Co-Curricular: Learning activities and experiences that occur outside the classroom, such as clubs, sports, study abroad, and internships. 

Curriculum Map: A guide for how coursework in each major will satisfy the Hallmarks learning goals. Each major’s curriculum map provides a recommendation for courses (and, by extension, the work produced in them) to reference when selecting items to add to your Hallmarks Pathway. Please remember that the courses listed on the curriculum map aren’t the only place where you might address the learning goals in your major; instead, think of them as a starting point and feel free to use work from other courses if appropriate. The important thing is for students to find work that addresses the learning goals, wherever they think they have done that.

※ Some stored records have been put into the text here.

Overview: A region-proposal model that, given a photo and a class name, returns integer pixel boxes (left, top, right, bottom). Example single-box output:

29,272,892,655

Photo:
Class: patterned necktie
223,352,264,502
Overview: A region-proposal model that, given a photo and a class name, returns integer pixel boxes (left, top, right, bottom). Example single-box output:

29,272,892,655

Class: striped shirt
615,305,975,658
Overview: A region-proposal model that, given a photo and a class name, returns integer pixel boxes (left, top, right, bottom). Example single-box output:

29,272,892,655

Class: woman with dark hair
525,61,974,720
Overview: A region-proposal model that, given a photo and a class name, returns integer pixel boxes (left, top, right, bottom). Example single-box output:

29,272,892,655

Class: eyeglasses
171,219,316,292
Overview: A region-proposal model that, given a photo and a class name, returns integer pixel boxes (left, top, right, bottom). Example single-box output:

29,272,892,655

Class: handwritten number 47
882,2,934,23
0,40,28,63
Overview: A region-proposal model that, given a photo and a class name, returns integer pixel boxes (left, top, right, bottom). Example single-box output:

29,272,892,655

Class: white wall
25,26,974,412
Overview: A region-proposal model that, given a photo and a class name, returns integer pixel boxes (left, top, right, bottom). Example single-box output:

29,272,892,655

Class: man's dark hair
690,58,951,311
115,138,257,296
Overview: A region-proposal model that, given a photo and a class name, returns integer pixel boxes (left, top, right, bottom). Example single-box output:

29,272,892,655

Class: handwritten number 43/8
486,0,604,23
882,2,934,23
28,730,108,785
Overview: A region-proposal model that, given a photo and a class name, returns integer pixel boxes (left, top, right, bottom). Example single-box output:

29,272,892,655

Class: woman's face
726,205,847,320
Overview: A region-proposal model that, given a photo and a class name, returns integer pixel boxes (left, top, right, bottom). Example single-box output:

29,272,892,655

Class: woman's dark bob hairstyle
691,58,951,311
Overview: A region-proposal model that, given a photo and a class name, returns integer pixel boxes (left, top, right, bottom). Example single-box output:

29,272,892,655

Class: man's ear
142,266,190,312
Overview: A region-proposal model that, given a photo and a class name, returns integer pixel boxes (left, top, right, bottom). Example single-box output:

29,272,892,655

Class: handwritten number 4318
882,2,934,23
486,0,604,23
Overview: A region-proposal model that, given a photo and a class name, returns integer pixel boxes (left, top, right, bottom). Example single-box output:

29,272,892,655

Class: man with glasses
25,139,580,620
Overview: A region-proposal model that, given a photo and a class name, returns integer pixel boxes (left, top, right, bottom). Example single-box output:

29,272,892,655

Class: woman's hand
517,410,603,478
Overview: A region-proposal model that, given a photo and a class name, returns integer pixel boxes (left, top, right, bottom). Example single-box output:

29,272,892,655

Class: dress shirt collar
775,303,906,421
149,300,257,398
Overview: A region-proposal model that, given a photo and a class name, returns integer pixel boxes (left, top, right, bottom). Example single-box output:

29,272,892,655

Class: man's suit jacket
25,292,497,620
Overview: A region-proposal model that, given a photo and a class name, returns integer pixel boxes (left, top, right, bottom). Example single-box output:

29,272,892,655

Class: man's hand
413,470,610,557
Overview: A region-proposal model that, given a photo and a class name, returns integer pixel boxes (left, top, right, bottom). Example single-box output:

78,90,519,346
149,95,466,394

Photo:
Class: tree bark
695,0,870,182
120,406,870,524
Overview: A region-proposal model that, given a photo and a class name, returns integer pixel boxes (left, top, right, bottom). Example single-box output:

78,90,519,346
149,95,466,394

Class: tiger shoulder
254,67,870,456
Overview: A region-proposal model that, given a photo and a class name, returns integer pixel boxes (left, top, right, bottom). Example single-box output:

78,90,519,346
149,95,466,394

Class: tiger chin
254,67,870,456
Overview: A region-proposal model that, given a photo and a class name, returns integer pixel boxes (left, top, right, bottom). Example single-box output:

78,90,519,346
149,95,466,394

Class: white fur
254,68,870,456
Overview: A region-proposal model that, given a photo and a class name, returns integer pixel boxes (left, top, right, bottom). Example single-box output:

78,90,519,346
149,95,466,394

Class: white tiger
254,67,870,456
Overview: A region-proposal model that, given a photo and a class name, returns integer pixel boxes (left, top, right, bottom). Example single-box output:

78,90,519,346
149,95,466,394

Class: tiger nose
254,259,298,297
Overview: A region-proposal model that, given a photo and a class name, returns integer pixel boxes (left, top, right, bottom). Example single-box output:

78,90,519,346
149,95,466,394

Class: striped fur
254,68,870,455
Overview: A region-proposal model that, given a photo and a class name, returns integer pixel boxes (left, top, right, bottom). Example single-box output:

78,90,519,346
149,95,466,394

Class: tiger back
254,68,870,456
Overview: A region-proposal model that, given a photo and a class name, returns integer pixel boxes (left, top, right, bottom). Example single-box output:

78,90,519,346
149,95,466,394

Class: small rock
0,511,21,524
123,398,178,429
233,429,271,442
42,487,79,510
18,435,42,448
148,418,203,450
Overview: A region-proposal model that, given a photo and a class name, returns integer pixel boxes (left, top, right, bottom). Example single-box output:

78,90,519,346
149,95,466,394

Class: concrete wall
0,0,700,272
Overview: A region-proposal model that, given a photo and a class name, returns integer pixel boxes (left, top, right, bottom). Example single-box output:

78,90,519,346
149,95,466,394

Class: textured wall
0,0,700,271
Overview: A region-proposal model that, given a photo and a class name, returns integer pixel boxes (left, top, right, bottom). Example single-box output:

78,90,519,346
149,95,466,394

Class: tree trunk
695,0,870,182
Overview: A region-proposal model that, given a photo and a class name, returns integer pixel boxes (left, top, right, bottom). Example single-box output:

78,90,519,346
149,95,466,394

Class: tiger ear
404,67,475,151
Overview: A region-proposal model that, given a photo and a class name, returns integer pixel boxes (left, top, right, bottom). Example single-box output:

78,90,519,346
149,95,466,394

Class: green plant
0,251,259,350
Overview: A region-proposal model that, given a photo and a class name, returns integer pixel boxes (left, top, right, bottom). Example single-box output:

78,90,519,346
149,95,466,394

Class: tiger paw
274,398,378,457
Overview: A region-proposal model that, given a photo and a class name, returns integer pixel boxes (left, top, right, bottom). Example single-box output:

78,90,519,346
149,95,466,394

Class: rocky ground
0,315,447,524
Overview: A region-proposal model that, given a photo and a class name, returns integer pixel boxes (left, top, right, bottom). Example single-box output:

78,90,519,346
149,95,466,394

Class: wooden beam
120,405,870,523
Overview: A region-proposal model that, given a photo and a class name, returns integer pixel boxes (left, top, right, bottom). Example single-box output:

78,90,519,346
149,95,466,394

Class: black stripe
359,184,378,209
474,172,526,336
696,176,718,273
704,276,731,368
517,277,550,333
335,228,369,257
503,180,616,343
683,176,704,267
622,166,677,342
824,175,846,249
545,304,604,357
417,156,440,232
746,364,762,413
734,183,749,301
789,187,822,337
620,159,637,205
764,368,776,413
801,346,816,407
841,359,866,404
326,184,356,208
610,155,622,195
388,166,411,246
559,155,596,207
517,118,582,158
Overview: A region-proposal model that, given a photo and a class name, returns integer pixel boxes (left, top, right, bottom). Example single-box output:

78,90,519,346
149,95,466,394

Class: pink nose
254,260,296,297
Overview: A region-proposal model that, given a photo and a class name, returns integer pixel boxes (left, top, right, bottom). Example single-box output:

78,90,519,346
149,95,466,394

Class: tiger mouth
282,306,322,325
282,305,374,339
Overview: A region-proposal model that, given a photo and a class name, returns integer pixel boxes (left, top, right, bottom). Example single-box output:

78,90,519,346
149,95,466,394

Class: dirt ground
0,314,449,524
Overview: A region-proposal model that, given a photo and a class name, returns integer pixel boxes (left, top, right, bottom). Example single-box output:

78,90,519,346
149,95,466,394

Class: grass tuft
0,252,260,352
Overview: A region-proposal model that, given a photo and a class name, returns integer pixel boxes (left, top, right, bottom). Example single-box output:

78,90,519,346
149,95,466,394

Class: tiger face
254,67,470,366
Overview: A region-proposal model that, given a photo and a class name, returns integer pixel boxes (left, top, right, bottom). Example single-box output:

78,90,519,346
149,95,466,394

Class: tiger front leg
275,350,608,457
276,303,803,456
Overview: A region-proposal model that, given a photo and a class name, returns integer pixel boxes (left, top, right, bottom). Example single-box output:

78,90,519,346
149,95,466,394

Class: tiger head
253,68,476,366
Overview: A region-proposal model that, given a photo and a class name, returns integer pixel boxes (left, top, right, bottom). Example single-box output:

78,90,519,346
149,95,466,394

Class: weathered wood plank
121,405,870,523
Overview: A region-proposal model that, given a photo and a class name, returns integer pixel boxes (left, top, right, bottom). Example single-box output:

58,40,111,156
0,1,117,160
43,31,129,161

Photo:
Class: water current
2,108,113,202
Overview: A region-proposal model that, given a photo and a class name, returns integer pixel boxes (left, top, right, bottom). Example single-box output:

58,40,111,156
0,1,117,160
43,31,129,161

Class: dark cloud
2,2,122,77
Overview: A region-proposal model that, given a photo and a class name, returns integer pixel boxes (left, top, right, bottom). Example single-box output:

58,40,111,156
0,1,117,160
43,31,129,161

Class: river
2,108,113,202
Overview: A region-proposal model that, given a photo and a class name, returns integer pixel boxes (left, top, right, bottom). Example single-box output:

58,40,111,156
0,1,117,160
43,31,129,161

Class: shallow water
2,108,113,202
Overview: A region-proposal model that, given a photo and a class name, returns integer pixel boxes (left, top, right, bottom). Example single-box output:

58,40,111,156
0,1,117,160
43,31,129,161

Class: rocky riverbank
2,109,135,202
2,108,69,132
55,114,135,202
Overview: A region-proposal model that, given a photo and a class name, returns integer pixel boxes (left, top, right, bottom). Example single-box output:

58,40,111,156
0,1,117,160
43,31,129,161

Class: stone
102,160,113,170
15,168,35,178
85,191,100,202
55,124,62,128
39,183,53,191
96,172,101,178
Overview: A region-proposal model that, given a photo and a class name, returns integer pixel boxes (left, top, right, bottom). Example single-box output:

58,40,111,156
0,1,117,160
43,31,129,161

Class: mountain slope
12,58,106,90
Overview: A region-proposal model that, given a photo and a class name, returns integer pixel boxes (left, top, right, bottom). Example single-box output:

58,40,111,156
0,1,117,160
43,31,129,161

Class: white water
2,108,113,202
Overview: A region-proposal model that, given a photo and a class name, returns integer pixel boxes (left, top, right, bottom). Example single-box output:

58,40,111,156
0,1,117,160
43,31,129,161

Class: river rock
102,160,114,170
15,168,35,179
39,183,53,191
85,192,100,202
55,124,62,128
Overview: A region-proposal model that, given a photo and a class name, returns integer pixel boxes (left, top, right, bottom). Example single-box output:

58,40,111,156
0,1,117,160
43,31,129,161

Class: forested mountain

General Education: A common liberal arts and sciences curriculum required by all college undergraduates at a given institution, regardless of major. 

Hallmarks Core Course: a general education course at Jefferson; that is, a specific course or category of courses taken by all undergraduates regardless of major. These provide training in a broad set of skills that go beyond the specialized work performed in major courses.

Hallmarks Pathway: a digital collection of highlights from your Jefferson academic journey that are aligned with the eight Hallmarks learning goals. These items can reflect learning experiences in your major, in the Hallmarks Core, or in co-curricular activities such as study abroad, internships, or participation in student organizations.

Hallmarks Program: Another name for the general education program at Jefferson; this program focuses on eight key qualities that are essential for students’ personal and professional success.

Learning Goal: The action, knowledge, or skill a student should possess and/or be able to exercise after completing a program or course.

Major Course: A course required by all students in a particular major. 

Metacognition: A way of referring to practices of “thinking about thinking.” Developing an awareness of our thought processes helps us understand how we study, how we process and remember information, and how to use those realization to tackle new projects. 

Reflective Essay: A mini-essay of about 300 words that explains how a particular example of work for a course (an artifact) relates to one of the Hallmarks learning goals. 

Touchstone courses: The four courses in the Hallmarks Core that support the development of your Hallmarks Pathway. Sequenced in the first, sophomore, junior and senior years, the courses include time and instructor feedback for adding and reviewing new items in your Hallmarks Pathway, in addition to the course’s designated content.